“Job Review: A High-Stakes Stress Test That Resembles a Life-or-Death Challenge”
A IT worker who is damaged by her job tries to connect with a crisis therapist in Max Wolf Froelich’s quick-witted play.
A IT worker who is damaged by her job tries to connect with a crisis therapist in Max Wolf Froelich’s quick-witted play.
Max Wolf Froelich’s tight, 80-minute drama “Job” has so many ideas that they seem to go beyond the confines of the SoHo Playhouse, where it debuted this week. However, claustrophobia sets in as a teenage patient and an older hippy crisis therapist confront the chaos of life within the cyber-beast during one session.

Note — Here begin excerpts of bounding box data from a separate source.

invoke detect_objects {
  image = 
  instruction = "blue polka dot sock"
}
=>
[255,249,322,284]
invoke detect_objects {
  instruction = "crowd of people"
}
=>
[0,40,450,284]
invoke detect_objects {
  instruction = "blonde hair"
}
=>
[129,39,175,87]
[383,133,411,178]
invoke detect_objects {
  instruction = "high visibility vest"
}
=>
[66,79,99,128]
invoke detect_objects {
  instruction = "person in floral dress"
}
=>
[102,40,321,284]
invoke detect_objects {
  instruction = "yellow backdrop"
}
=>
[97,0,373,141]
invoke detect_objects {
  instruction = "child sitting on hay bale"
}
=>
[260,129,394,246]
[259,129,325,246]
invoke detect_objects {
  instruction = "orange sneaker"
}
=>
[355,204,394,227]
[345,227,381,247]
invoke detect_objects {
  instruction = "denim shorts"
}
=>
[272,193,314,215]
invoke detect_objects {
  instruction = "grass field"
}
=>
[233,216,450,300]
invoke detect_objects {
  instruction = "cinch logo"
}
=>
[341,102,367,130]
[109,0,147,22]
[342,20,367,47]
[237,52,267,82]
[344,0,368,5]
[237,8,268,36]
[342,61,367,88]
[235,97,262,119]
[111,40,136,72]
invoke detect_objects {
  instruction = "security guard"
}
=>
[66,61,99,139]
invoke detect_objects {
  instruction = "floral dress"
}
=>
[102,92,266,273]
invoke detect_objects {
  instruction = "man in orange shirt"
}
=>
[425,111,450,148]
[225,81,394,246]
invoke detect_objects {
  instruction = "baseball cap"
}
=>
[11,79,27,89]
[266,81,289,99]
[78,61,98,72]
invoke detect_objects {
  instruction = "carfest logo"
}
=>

The therapist Loyd (Peter Friedman), who is attempting to calm the furious Jane (Sydney Lemmon), who is pointing a gun at his head as the play begins, is playing the role of Jane. Her stress has taken over, resulting in a smartphone-era catastrophe: She broke down at work, and a video of it went viral. Despite no longer feeling secure and yet being obviously ill, Jane is adamant about going back to work at a Bay Area tech giant. If that’s possible, it will be determined through this psychological assessment.
Loyd continues to tease out Jane’s concerns, quietly delighted by his reputation for handling lost-cause cases, but quickly discovers that Jane’s preoccupations with the various forms of violence done around the world are a difficult web to disentangle — and to detach himself from.
Lemmon perfectly conveys the frantic nature of Jane, who is ultimately overcome and frozen by the constant stream of murders being live-streamed on an uncaring internet. Jane doesn’t come across as a martyr despite being a victim of the grind mentality in her field; her clapbacks and finger-pointing are barely excused.Lemmon brilliantly personifies the contradictions of her character on her own, but the production, deftly directed by Michael Herwitz, also delves into her overstimulated psyche, such as when computer clicks set off rapid successions of sensory overload akin to what is found on TikTok, with the sound design by Jessie Char and Maxwell Neely-Cohen blasting cacophonous drilling noises and porn sounds.
Despite the fact that Friedman’s character is more passive, he gives Loyd’s counterarguments actual fire by chatting passionately with Jane about our ambiguous ties with social justice, family, personal fulfillment, and trauma in the digital age. A late revelation almost destroys the play by flattening the open-ended ethical problems it had been so appealingly raising as they reveal more about themselves. The play must end in some way, yet this sudden change places us in a completely new genre. The play’s extensive conceptual scope does not detract from Friedlich’s deft update of the generational-divide framework. And it’s energizing to witness people who are not intimidated by their intelligence or feel the need to belittle themselves by stuttering through their fast-moving streams of life-or-death knowledge.